Sunday, February 1, 2009
SEN. RUSSELL Feingold (D-Wis.) has a problem with all the folks filling vacated seats in the Senate. The issue is not with them personally. Rather, it's how they got there: not by the will of the people but by the will -- or whim -- of the governors of their home states. So Mr. Feingold has introduced a constitutional amendment that will put the power to fill Senate vacancies in the hands of voters through a special election.
Thanks to the election of President Obama, who plucked a vice president and two cabinet secretaries from the Senate, governors in Illinois, Delaware, New York and Colorado were tasked with appointing their successors. In some cases the seats have been treated like family heirlooms or -- allegedly -- like property to be sold to the highest bidder.

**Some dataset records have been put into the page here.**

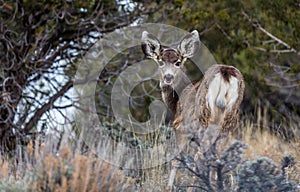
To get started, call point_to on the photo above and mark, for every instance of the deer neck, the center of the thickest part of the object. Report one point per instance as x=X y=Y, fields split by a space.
x=171 y=93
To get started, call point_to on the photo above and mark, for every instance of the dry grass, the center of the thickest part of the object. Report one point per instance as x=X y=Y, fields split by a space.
x=41 y=170
x=67 y=171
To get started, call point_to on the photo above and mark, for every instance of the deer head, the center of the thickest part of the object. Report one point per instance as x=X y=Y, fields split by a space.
x=170 y=60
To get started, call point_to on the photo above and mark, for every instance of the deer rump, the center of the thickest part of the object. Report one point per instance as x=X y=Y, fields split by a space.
x=213 y=100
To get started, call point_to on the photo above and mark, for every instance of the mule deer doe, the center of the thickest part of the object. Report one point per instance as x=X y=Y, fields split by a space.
x=213 y=100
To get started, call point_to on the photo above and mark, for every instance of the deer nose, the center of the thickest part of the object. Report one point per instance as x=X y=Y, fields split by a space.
x=168 y=78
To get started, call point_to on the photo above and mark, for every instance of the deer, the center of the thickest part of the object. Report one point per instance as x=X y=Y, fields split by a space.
x=215 y=99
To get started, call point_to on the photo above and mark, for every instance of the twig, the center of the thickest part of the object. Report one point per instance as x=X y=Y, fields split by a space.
x=256 y=25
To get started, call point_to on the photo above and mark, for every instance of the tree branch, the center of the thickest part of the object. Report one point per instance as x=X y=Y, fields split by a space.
x=256 y=25
x=38 y=114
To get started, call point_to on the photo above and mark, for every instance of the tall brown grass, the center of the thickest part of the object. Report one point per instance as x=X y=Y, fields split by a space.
x=69 y=170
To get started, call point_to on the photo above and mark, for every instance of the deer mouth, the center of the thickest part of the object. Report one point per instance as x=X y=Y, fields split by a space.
x=168 y=81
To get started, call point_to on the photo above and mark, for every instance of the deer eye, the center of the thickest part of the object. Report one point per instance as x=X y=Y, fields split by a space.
x=161 y=63
x=177 y=64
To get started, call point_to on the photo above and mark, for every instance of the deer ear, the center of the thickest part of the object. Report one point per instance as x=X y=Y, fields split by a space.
x=150 y=45
x=189 y=44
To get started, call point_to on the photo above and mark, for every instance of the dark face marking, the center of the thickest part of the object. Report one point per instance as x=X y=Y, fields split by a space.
x=170 y=56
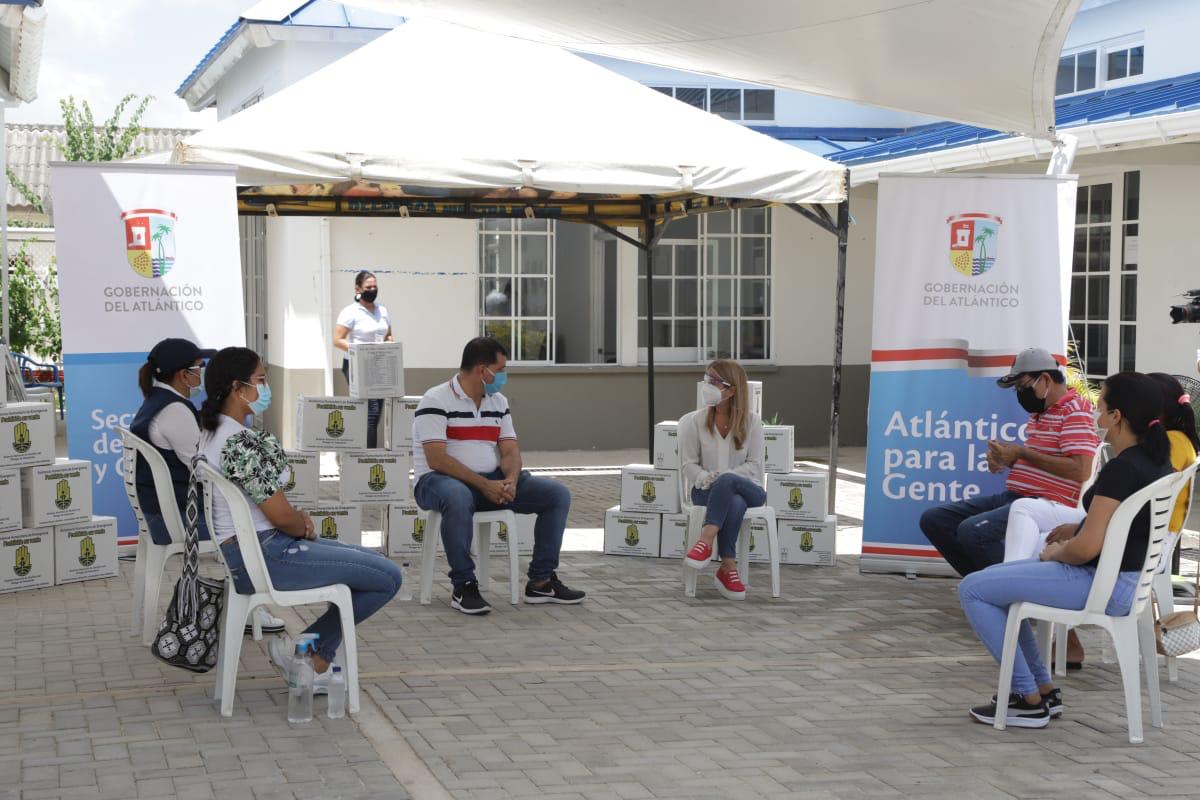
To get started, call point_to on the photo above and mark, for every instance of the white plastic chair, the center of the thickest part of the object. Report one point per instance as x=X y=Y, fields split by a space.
x=238 y=608
x=483 y=522
x=151 y=558
x=696 y=522
x=1131 y=631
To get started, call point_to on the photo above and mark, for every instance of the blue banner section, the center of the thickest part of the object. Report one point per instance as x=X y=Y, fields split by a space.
x=928 y=446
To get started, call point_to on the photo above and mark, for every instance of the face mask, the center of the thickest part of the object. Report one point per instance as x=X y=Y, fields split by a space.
x=498 y=380
x=709 y=395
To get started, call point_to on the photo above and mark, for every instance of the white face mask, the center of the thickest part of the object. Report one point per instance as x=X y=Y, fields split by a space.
x=709 y=394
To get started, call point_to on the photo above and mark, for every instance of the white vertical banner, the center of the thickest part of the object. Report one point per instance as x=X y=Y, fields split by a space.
x=969 y=271
x=144 y=252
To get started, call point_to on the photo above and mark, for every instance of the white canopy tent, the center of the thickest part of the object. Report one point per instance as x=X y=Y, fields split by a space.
x=987 y=62
x=418 y=124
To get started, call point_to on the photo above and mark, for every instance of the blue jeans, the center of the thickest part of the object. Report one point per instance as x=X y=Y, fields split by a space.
x=725 y=506
x=987 y=594
x=301 y=564
x=457 y=503
x=970 y=535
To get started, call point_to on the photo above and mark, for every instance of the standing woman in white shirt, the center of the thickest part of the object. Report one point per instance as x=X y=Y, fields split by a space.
x=721 y=450
x=364 y=320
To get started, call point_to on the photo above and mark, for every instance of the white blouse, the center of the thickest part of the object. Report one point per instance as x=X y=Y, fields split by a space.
x=708 y=453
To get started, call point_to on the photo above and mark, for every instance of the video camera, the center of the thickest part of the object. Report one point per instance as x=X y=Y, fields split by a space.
x=1188 y=312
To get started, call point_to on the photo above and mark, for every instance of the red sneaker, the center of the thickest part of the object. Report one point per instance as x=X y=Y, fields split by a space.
x=699 y=555
x=730 y=584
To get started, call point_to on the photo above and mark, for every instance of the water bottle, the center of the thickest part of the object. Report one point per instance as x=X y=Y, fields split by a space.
x=300 y=686
x=406 y=588
x=336 y=693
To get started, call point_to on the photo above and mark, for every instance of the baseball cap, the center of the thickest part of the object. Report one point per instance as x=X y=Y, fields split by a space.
x=172 y=355
x=1026 y=361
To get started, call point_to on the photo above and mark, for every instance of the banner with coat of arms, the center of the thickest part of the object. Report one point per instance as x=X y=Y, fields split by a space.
x=969 y=271
x=144 y=252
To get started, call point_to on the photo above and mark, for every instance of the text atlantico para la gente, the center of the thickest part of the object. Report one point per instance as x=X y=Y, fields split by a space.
x=930 y=425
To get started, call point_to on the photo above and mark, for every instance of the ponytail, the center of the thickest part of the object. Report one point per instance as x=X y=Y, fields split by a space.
x=226 y=368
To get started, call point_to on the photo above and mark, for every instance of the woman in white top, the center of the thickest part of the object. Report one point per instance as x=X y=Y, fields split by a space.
x=235 y=382
x=364 y=320
x=721 y=450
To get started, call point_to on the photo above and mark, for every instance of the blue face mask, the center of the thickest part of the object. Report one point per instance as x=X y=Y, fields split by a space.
x=498 y=380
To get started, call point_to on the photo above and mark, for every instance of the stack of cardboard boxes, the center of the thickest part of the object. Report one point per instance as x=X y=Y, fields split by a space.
x=48 y=534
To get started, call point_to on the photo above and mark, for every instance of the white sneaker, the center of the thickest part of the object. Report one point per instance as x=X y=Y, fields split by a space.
x=269 y=624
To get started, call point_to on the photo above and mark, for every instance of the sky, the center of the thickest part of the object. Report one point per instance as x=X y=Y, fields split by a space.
x=102 y=49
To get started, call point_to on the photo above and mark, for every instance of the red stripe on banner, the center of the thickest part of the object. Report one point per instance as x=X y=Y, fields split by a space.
x=474 y=433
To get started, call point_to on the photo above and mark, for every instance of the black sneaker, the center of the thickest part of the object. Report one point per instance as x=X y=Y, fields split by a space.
x=553 y=591
x=466 y=597
x=1020 y=714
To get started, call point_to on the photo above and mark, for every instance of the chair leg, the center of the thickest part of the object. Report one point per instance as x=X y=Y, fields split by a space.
x=429 y=553
x=1008 y=655
x=1125 y=639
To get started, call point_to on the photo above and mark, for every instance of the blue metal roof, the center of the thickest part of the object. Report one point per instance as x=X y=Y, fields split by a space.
x=315 y=13
x=1150 y=98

In another case, the process to choose the next occupant was opaque and unbecoming. But in all cases, how the new senators came to Washington is undemocratic and shouldn't continue.
What Mr. Feingold proposes would be a fix of the 17th Amendment, which gave voters the right to elect their senators. It also gave governors the power to fill vacancies. The Feingold amendment reads, "When vacancies happen in the representation of any State in the Senate, the executive authority of such State shall issue writs of election to fill such vacancies."
As with all constitutional amendments, this reform will have to pass by a two-thirds vote in both the House and the Senate. Then it must be passed by three-fourths of the state legislatures within seven years. Mr. Feingold chose this route because a state-by-state effort to change the system would be at the mercy of governors with veto power.
We're not fans of constitutional amendments, especially when they seek to take rights away. But the alternative is further unseemly and undemocratic appointments of U.S. senators. Mr. Feingold plans to hold hearings "soon" on his proposed amendment. We urge anyone who has a better way to solve this problem to testify.